LIRICAL uses default values for many configuration options, and a simple YAML configuration file would include the following information:

## LIRICAL Analysis Template.
# These are all the possible options for running LIRICAL. Use this as a template for your own set-up.
---
sampleId: NF2-example
hpoIds: ['HP:0002321', 'HP:0000365', 'HP:0000360', 'HP:0009589', 'HP:0002858']
negatedHpoIds: ['HP:0009736']
age: P20Y6M
sex: FEMALE
vcf: /path/to/example.vcf

In YAML, lines that begin with # are comments, and the three dashes indicate the start of the contents of the file.

  1. sampleId is the identifier of the individual being analyzed.

  2. hpoIds is a list of HPO term representing the clinical manifestations observed in the individual being analyzed.

  3. negatedHpoIds a list of HPO terms that represent abnormalities that were excluded in the proband.

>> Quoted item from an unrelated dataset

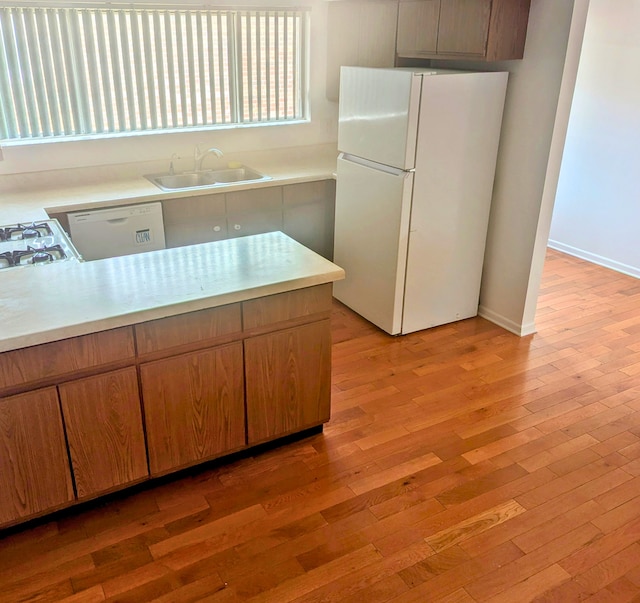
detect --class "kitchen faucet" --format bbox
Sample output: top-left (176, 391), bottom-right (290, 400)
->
top-left (193, 145), bottom-right (223, 172)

  4. age age of the individual entered using the ISO8601 duration notation. E.g. P20Y6M for an individual with age of 20 years and 6 months.

  5. sex sex of the individual, either MALE or FEMALE.

  6. vcf is the path to the file we want to analyze. Note that the VCF file must contain the sample corresponding to sampleId and the CLI must include --assembly and -e19 | -e38 options to run with a VCF file.

You can use the example file as a starting point for your own configuration file. An example YAML file can also be found in the examples folder.